Create A Virtual Sunset: Software Tools For Image Enhancement: A Case Study

As the sun was setting, I continued to photograph the historic Neue Synagogue in the eastern sector of Berlin, making sure to include the sightseeing boat on the river. I set my framing and exposure to capture some detail in the foreground but in the process I lost any hint of the colorful tapestry I’d hoped to capture in the sky. I took another exposure, this time underexposing by 1 stop. There was more of a hint of sunset, but still not as much as I’d wanted and I’d lost the boat, which had moved on. Worse yet, the foreground was now muddy, practically entirely devoid of detail.

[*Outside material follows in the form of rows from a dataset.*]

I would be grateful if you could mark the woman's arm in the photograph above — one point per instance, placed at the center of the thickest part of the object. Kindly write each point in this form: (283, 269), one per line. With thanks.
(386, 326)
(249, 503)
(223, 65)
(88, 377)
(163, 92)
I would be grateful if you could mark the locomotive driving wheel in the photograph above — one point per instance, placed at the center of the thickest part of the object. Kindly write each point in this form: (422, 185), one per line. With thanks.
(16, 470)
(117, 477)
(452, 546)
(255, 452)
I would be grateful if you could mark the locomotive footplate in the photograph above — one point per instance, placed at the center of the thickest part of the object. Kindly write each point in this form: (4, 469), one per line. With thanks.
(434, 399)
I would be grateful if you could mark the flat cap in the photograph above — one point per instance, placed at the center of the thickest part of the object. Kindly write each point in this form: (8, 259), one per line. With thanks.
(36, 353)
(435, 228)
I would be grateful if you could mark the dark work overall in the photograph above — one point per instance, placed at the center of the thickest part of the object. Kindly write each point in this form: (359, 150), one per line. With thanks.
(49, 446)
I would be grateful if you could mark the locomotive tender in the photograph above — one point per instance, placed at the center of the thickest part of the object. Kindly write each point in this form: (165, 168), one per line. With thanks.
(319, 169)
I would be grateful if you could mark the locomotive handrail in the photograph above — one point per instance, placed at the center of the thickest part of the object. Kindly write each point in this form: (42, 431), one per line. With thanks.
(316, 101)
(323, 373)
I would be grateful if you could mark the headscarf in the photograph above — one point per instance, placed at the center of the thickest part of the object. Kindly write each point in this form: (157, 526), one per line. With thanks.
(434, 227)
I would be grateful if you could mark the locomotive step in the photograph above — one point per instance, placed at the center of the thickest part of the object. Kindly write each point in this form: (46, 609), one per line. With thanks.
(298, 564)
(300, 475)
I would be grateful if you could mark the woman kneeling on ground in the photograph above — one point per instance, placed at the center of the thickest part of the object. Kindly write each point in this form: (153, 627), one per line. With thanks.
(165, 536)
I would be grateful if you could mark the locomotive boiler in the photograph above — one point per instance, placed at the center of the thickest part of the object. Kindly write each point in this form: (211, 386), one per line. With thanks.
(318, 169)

Three years after taking this picture I took a second look—and came up with a solution. Working with the Raw image, I used the Graduated filter in Adobe Photoshop Lightroom 4 (www.adobe.com) to establish a warm color palette. Then I employed Nik Software’s Viveza 2 plug-in (www.niksoftware.com) from within Lightroom—specifically making use of Control points (which operate similar to Lightroom’s Adjustment brush, but in a more defined fashion) to target areas that needed further tonal adjustments. I also refined the composition a bit working with the horizon line. And voila! My virtual sunset became a visual reality. Here’s how I did it.

Step 1
I started with a Raw file (#1), in this case a NEF file captured with my Nikon D300 and 18-200mm VR Nikkor lens. The original image lacked the color palette often associated with a sunset plus showed the result of biasing exposure toward the brighter sky. It looks like a lost shot, but image processing can always help you find a way.

#1
All Photos ©Jack Neubart. All rights reserved

Step 2
I proceeded to work on selectively toning the shot (#2). In this instance, Lightroom’s Graduated filter did the trick. I began by introducing a Graduated warm tone from the bottom, leaving some sky minimally affected at the top. I updated the filter with some needed changes to Highlights, Shadows, Clarity, Saturation and Sharpness after adjusting the position of the filter to cover a larger area, which also ensured a more natural blending of tones. (Note: A pushpin denotes the point beyond which the effect grows gradually weaker, when starting from below, as in this case. When starting from above, the gradient drops off below the pushpin. Play around with the “boundary lines” to define how the effect falls off and where it’s most intense/weakest. Be sure to adjust the parameters as needed, paying particular attention to the Exposure slider, while not neglecting other settings. Knowing I’d be using the Grad filter, and except for setting Daylight WB, I did not make any global tonal/exposure adjustments at this time.)

#2

Step 3
I introduced a second, cooler Graduated filter, also from the bottom (#3). I wanted to tone down the warmth on the bridge and in the river. The effect was subtle, but after consideration I realized the sky also needed some magenta. So I added one more Grad filter for this tone (the black-core pushpin in the middle of the highlighted area—see the settings in the right-side panel, below the histogram).

#3

Step 4
By rotating the image slightly with the aid of a grid overlay (#4), I applied a horizon line correction. This step also resulted in some cropping. This could have been a problem if it had cropped into the boat, but it didn’t.

#4

Step 5
I was now happy with the range of tones and colors in Lightroom, (#5). Next stop: Viveza. I preferred to wait until I was done in Viveza before making any global tonal changes.

#5

Step 6
I next opened the image in Viveza using the Edit In Menu command under “Photo”. I felt I would have tighter control with Viveza than with Lightroom’s Adjustment brush. This is where I extensively modified the tone of the image top to bottom, employing numerous Control points. (Each Control point targets a user-defined range of tones/colors.) First I focused on intensifying the warm color in the sky, while adding Structure (for a more substantive feel). As I moved closer to the horizon, I added a golden orange glow, giving the appearance of the sun just below the horizon. Next, I targeted the shadows, opening them up a bit, while restoring some of the cool blues—again with Control points. It was also important to address the dome and give it the sense that it was reflecting both cool and warm colors—with more Control points. I then exported a TIFF back to Lightroom. As you can see the control points and their “spheres of influence” can be very carefully set, allowable for very particular adjustments to be made throughout the image. This is a highly customized approach that can be taken as far as your needs require and disposition allows (#6A and #6B).

#6A

#6B

Step 7
This is my Virtual Sunset after all the Lightroom and Viveza adjustments (#7). I added some finishing touches, eliminating some gaps that distractingly spilled light on that large tree. I also added a little more Vibrance and Saturation to intensify the sunset colors, while opening the shadows up a bit more globally. Compare it to the starting point in image (#1) and you can see why the combination of Lightroom and Viveza makes for a powerful image-editing tool.